True freedom is not defying our parents and authorities to insist on what we want, regardless of the well-being of others like driving recklessly that harm those on the streets or posting pictures and statements in social media without respecting other people’s beliefs and sensibilities.

We can only be truly free as a person if we care for other people by seeing them as brothers and sisters in Christ.

Brothers and sisters: For freedom Christ set us free; so stand firm and do not submit again to the yoke of slavery. For you were called for freedom, brothers and sisters. But do not use this freedom as an opportunity for the flesh; rather, serve one another through love.

Galatians 5:1, 13
Photo by author, wailing wall of Jerusalem, May 2019.

Jesus, the one truly free

After two Sundays of celebrating the Solemnities of the Trinity and of the Body and Blood of Jesus, we finally feel the Ordinary Time with our green motif this Sunday that shall continue until November before we end the liturgical calendar with Christ the King to usher in Advent Season and Christmas, which is just six months away from today.

But before thinking of the merry December, we are reminded this Sunday of our journey in life with Jesus guided by Luke who expertly expressed the tempo of Ordinary Time which implies the importance of being free and faithful in Christ:

When the days for Jesus’ being taken up were fulfilled, he resolutely determined to journey to Jerusalem, and he sent messengers ahead of him. On the way they entered a Samaritan village to prepare for his reception there, but they would not welcome him because the destination of his journey was Jerusalem. When the disciples James and John saw this they asked, “Lord, do you want us to call down fire from heaven to consume them?” Jesus turned and rebuked them, and they journeyed to another village.

Luke 9:51-56

Here we find the complete freedom of Jesus Christ, his fidelity and commitment to his mission from the Father to be fulfilled in Jerusalem where he would face death to rise again and usher in new life in him, new relationships with God and with others.

Photo by Mr. Lorenzo Atienza, Malolos Cathedral, 12 June 2019.

I love the way Luke wrote our opening lines of the gospel this Sunday which shows the total freedom of Jesus in fulfilling his mission, his fidelity and love to the Father, “When the days for Jesus’ being taken up were fulfilled, he resolutely determined to journey to Jerusalem”. There was no turning back for Jesus, no second thoughts about going to Jerusalem where he knew so well he would be arrested and killed. Jesus was totally free and faithful in his love for us and to the Father.

It is the same route, the same journey we take daily with Jesus to Jerusalem where we suffer and die with him in our fidelity to our vows and promises, to our loved ones, to our Motherland, and to God our Father. Like Jesus Christ, we must be focused on the mission of love, finding ways to accomplish it instead of entertaining fancy thoughts of display of powers as proposed by the brothers James and John at a Samaritan village they were rejected. To think of getting even with a revenge against bad people is not only a waste of time and energy but most of all means we are not free at all, that we are enslaved by evil and sin, by our emotions. A true disciple of the Lord leaves everything to God, especially the punishment of those who harm and do us wrong. Being resolutely determined to go to Jerusalem like Jesus is having complete faith in him that he would take care of us, that we need not worry at all of petty things like power and wealth, fame and glory.
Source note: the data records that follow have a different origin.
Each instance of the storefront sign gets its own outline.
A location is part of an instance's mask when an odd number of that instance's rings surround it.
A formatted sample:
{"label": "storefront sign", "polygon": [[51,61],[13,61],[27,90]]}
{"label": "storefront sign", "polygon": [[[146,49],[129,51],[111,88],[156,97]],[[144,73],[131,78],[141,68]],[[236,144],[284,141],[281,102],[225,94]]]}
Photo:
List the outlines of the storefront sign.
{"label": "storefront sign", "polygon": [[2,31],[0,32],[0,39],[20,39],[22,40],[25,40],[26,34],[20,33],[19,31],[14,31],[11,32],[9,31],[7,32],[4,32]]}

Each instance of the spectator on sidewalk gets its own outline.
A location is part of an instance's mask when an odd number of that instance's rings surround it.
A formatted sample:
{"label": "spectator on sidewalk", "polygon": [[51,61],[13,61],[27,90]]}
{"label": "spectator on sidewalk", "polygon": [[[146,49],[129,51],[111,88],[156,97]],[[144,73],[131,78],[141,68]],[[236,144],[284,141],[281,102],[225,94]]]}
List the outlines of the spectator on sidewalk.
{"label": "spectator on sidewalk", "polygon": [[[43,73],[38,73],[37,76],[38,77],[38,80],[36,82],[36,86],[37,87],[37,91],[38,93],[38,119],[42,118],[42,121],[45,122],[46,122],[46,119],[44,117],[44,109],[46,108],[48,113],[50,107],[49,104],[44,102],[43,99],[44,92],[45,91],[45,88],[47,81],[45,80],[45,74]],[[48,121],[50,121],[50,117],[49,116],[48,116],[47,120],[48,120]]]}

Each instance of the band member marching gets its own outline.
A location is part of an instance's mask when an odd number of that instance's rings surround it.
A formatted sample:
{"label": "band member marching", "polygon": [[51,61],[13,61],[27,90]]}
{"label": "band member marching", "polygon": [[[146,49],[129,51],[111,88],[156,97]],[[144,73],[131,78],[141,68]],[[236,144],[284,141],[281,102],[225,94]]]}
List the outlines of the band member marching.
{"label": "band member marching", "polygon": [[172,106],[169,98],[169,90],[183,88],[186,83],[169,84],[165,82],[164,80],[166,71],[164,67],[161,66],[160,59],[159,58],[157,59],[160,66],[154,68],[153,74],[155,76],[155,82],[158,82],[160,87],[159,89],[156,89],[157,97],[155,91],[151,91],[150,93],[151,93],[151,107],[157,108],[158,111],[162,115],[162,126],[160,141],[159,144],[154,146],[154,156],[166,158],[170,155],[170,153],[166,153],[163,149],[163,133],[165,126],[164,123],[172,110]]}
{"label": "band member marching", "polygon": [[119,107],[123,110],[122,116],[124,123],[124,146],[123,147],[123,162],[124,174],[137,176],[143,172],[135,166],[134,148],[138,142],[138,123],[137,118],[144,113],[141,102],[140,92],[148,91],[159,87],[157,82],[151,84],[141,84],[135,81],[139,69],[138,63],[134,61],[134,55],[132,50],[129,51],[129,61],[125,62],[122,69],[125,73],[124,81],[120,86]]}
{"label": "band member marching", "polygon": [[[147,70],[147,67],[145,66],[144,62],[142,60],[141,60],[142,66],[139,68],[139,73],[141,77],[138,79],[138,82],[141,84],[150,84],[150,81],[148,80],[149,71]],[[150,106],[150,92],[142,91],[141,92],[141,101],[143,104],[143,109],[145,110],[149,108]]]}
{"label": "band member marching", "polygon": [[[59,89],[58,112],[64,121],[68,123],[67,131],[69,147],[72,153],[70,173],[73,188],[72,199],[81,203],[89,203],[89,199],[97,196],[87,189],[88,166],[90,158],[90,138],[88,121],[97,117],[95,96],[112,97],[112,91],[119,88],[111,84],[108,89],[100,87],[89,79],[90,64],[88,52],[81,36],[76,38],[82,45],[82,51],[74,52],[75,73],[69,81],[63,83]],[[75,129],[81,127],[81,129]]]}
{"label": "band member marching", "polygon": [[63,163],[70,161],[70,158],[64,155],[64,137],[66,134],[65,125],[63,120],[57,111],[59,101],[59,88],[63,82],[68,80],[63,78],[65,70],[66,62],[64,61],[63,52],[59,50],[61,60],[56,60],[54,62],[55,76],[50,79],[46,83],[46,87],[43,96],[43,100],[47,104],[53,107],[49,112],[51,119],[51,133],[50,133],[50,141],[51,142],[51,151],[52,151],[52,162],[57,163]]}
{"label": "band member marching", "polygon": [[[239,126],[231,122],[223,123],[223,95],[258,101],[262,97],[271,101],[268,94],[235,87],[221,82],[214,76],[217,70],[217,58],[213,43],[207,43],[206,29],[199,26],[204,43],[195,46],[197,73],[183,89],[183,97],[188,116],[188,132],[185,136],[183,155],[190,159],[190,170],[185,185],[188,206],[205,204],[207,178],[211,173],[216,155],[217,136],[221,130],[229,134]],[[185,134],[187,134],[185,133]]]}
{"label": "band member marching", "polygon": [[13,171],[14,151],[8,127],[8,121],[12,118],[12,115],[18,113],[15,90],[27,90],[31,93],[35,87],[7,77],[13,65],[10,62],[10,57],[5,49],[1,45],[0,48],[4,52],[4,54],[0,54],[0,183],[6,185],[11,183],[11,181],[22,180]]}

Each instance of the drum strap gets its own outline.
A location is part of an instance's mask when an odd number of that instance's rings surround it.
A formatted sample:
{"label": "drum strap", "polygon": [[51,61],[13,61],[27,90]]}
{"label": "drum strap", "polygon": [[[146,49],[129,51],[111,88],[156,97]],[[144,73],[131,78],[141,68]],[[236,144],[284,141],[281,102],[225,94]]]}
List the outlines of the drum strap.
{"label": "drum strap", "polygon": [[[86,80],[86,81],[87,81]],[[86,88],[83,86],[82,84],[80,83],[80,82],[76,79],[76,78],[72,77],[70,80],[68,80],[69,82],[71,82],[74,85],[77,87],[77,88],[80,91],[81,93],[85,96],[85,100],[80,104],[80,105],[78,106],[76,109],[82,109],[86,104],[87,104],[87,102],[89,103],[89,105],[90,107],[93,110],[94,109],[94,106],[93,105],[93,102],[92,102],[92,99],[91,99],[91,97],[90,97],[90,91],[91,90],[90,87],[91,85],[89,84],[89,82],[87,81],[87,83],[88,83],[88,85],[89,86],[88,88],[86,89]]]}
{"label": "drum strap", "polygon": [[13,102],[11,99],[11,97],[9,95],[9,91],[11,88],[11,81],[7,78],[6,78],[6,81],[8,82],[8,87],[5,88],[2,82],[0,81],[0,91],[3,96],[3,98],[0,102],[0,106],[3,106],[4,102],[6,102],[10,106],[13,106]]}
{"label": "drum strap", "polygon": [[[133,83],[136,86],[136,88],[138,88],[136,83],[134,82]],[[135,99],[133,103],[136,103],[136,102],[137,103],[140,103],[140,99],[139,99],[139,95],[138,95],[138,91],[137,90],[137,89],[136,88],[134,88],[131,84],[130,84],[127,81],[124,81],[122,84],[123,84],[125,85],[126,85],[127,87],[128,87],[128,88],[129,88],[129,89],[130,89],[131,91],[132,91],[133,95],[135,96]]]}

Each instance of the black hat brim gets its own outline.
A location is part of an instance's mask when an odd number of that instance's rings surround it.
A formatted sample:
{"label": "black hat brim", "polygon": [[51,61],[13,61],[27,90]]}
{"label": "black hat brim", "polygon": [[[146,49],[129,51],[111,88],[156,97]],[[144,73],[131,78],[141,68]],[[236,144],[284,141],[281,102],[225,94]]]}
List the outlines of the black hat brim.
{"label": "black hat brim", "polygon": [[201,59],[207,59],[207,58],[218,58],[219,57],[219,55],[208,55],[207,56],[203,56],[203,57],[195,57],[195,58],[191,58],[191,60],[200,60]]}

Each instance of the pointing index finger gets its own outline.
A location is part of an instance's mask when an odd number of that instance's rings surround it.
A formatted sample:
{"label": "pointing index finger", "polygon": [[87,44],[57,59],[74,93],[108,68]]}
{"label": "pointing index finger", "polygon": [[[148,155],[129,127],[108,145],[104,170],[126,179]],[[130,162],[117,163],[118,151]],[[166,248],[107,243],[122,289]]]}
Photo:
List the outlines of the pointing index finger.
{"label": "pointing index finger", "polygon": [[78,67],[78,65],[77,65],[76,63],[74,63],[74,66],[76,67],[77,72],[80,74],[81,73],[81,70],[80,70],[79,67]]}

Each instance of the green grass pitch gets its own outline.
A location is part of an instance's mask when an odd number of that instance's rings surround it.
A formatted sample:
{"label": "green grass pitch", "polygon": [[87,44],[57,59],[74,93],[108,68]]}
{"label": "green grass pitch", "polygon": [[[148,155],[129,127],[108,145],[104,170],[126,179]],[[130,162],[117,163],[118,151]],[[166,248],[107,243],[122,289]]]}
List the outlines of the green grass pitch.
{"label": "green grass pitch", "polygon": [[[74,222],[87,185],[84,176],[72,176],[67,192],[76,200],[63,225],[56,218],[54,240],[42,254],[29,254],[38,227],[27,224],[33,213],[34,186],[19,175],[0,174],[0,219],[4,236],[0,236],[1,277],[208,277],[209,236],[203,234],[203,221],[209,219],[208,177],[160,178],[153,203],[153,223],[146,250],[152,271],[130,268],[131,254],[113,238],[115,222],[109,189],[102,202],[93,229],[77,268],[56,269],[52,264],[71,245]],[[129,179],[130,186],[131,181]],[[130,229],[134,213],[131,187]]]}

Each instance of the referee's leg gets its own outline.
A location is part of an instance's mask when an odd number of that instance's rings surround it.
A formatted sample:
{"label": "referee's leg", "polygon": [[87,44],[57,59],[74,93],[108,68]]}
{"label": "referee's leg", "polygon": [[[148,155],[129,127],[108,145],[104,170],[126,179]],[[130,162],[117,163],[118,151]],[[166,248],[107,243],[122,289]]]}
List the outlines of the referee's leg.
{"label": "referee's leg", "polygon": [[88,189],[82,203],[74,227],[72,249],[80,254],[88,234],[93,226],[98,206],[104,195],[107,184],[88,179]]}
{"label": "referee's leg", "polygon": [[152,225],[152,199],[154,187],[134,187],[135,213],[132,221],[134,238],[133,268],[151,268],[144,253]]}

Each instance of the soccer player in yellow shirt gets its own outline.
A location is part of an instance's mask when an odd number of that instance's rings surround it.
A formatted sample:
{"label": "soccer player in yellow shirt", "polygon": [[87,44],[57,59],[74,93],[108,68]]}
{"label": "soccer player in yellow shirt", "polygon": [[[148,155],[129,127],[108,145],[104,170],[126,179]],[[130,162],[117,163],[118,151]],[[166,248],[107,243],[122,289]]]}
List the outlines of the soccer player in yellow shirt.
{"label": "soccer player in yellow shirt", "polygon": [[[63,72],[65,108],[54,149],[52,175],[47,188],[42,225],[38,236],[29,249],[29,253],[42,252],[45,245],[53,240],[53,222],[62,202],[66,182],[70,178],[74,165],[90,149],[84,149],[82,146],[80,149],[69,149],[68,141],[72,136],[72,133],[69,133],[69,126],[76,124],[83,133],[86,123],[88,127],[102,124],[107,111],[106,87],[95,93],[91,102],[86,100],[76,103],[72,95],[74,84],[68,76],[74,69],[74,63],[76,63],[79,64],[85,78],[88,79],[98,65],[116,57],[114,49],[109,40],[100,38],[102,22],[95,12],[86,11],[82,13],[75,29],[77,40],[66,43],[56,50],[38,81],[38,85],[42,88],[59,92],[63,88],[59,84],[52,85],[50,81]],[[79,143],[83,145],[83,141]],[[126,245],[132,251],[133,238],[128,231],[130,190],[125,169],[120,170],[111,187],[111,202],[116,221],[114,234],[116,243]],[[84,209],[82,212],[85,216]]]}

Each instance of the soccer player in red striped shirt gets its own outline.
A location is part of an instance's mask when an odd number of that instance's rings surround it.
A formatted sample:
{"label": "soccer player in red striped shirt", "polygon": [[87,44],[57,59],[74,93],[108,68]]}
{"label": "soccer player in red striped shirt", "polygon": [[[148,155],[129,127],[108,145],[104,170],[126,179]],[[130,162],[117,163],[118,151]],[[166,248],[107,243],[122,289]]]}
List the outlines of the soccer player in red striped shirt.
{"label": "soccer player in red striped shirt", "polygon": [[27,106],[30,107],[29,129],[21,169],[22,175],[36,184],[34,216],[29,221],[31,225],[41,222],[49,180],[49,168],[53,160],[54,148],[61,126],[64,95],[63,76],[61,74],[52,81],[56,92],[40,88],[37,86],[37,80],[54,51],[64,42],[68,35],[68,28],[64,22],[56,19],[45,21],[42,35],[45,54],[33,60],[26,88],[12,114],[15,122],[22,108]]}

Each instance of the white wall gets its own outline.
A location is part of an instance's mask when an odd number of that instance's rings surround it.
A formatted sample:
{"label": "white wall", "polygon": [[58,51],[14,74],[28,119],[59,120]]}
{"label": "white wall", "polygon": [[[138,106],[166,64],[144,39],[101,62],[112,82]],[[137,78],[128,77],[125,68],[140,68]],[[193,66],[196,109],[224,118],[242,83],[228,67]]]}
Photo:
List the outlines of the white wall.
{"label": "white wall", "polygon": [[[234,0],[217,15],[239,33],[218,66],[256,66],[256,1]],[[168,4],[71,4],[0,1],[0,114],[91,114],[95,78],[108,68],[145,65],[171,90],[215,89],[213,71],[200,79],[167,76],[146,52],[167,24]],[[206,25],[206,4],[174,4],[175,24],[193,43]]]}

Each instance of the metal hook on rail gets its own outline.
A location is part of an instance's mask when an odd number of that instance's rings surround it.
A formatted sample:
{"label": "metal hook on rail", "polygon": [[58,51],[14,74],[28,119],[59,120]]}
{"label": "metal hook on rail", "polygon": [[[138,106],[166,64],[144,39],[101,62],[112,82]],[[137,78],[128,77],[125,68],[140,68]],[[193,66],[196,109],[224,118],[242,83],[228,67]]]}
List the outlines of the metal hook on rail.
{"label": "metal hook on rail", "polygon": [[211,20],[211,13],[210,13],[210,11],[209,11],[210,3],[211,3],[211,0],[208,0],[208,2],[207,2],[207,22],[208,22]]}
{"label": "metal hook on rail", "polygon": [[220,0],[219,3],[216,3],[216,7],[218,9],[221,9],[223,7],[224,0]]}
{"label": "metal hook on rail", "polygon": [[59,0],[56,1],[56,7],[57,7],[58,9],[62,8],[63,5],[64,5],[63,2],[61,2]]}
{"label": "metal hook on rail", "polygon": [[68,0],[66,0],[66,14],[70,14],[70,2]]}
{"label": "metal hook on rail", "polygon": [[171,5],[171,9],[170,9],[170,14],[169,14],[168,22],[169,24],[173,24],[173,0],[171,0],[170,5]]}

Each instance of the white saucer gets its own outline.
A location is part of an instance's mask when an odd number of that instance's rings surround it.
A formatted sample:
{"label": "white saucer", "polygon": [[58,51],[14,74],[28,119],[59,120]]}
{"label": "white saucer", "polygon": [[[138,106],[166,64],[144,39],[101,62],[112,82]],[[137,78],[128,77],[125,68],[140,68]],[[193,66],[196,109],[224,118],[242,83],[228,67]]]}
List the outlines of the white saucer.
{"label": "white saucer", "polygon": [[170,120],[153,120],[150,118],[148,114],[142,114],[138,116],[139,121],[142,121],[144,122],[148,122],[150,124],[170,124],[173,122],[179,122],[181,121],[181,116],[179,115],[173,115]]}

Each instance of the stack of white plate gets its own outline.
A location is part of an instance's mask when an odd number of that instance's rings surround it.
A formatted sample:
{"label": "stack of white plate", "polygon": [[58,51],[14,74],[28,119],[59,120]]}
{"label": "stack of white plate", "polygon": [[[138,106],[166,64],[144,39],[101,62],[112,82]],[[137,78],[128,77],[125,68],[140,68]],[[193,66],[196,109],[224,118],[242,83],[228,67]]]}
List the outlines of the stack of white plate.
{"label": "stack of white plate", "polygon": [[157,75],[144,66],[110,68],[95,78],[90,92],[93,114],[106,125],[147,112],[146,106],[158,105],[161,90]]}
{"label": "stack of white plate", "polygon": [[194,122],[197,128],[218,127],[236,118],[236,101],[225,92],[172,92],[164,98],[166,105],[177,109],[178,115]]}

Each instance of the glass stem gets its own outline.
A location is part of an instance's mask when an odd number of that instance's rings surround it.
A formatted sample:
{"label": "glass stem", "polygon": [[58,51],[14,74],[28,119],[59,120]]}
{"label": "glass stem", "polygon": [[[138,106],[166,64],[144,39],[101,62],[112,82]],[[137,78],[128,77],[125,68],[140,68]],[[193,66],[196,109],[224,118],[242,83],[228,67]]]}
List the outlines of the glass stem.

Being free and faithful, resolutely determined like Christ

Of course, there would always be occasional “stops” for rests in the Lord along the way with some “perks” of serving him though not always in the way the world offers it. Luke would always narrate in his gospel how Jesus would ask his disciples to have some time for themselves in deserted places to rest and pray.

Being free and faithful in Christ, resolutely determined to go to Jerusalem means to go opposite the way of the world which is a folly in the eyes of human wisdom characterized by those ads shouting out to everyone to “Just do it” or “Obey your thirst”, putting premiums on wealth and power, popularity and comfort.

Photo by author, “homeless Christ” at the entrance to Capernaum, the Holy Land, 02 May 2019.

To follow Jesus to Jerusalem is to die daily to our comforts for we are not tourists but pilgrims on earth without fixed or permanent dwelling because our true home is in heaven. This is the first thing Jesus clarifies with anyone wishing to join him in his journey, “Foxes have dens and birds of the sky have nests, but the Son of Man has nowhere to rest his head” (Lk.9:58).

That is the reason we priests do not get married, trying to lead simple lives without the trappings of the material world to show everyone what is life in heaven. But, how free and faithful are we in keeping our vows of the priesthood is another topic….


Being free and faithful in Christ is to “prefer nothing to the love of Christ” as St. Benedict would insist to his followers in Rules which is the gist of the shocking reply of Jesus to the second man who asked him permission to bury first his dead father so he could follow him.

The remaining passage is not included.